Auch Managing Partner Marcel wagt noch mal einen Anlauf: „Hör mal, ich bin Dein Chef…“
„Und in diesem Amt hast Du doch glasklar erkannt, dass Du alles tun musst, damit wir einen Kunden nicht verlieren, dem Du ein scheißdämliches Konzept…“ Bevor Alexandra den Satz vollenden kann, willigt Marcel mit abfälliger Handbewegung ein. Vom Chef ist ohnehin nur noch kaum verständliches Grummeln und Grunzen zu hören.

Die drei Männer stellen sich vor der Kamera in Positur, die bedient wird von Senior Consultant Sabine. Alexandra hebt den rechten Arm und vergewissert sich links und rechts, dass Praktikantin Julia und Sekretärin Polia eventuell des Wegs kommende Spaziergänger vom Betreten des Drehorts abhalten. Auch wenn das hier in der bayerischen Einöde eher unwahrscheinlich ist.
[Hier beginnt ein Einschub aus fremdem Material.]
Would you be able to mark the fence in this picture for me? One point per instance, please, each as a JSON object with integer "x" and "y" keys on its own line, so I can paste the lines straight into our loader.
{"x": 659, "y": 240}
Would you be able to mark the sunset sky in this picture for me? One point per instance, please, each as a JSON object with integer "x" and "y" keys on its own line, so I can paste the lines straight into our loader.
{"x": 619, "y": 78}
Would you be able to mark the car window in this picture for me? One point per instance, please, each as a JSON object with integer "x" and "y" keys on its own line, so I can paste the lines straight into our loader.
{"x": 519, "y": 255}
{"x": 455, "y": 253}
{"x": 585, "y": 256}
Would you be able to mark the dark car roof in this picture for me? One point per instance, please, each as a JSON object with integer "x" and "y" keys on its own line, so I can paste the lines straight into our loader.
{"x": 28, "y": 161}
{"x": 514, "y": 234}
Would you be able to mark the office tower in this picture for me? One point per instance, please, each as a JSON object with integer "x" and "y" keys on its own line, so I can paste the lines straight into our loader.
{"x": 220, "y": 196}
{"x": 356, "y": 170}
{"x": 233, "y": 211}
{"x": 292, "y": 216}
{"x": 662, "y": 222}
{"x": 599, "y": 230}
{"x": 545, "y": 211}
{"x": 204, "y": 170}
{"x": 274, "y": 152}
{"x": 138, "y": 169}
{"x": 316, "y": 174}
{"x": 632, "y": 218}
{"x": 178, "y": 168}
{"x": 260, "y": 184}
Auf ein Nicken Alexandras hält Junior Consultant Tanja-Anja eine schwarze Klappe vor das Objektiv der Kamera und ruft aus „Ruhr hoch N die erste!“ Dann setzt die sanfte Gitarre des Playbacks ein.
Blenden wir ein paar Monate zurück. Zu dieser Zeit startet die kleine PR-Agentur am Rande der Stadt mit fiebriger Vorfreude in ein neues Projekt. Marcel und der Chef haben dank heftigem Networking und unter vollem Einsatz des Spesenkontos eine Reihe hochkarätiger Vertreter des Wirtschaftsverbands Initiativkreis Ruhrgebiet auf ihre Seite gebracht: Die kleine PR-Agentur erhielt den Zuschlag, eine neue Imagekampagne für das Ruhrgebiet zu entwerfen.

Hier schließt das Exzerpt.